Moschetti exercised in the pool and in the gym to build his strength, recover his mobility and movement, and the work quickly paid off. He could walk unassisted after three or four days and saw continuous improvement.

"Yes, some days were hard. You wake up, you feel your body is a bit stiff, and some leg and hip movements are hard," Moschetti said. "But, despite losing a lot of strength in both legs, on my last day at the Center we did some tests, and they showed that both of my legs were on the same level, which is a really good sign and proof that all the hard work that was done paid off."

But Moschetti had gone to the rehab facility by himself, staying in a nearby hotel. As the coronavirus accelerated its spread across Italy, the town soon came under lockdown and his hotel closed.

"Luckily, the owner of the hotel had a small one-bedroom apartment not far from the Center, and I was able to stay there until the end of my treatment."

It was a lonely time, but with rehab from morning until evening and video conferencing to chat with his family, friends and partner, he kept busy.

"The situation was strange because the lockdown was initially in just two regions. At the time, I was already at the Center, so my biggest concern was whether I would be able to continue to do my treatments, and fortunately, I could. On the other hand, I knew that at home everybody was safe," Moschetti said.
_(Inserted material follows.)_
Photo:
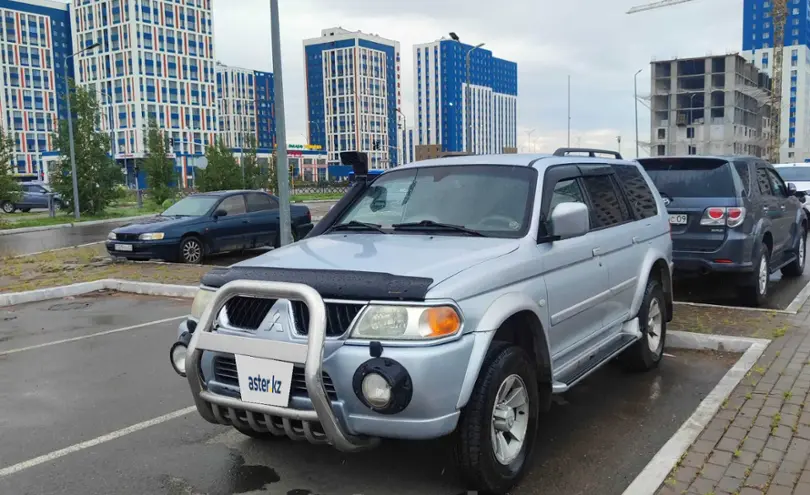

"My parents continued to work because my mother works in a supermarket while my dad also had to work because he drives a distribution truck. My brother and sister were at home because the schools closed, but overall the situation was good, they were all safe, so I was quite calm.

"Then as the situation became more serious, they decided to extend the red zones to all the regions of Italy. That complicated matters because the hotel where I was staying closed, the restaurants in the regions as well, and most of the shops. I was lucky that the Physiotherapy Center stayed open, but in the last days, there were only four or five patients there, so it was a bizarre situation."

Now back at home, Moschetti can do short rides on the stationary trainer. Initially, doctors thought he would not be able to do so until May, so the cancellation of all of the races until June 1 hasn't had a big impact on his plans.

"Honestly, my first thought was not about the cancellation of races and suspension of the calendar. I was more concerned about the situation with the coronavirus and the progress of the infection and whether people would be safe or not. This is not an easy moment. It’s bigger than me, the riders, the team, and cycling.

"I can imagine that it’s not easy for the riders that were preparing for all the big goals of the season. It’s pretty difficult mentally for sure, but I believe we will keep the same fight. The goal is somewhat the same for all: for me, to come back after the crash, and for all the other guys, it’s to come back after the virus."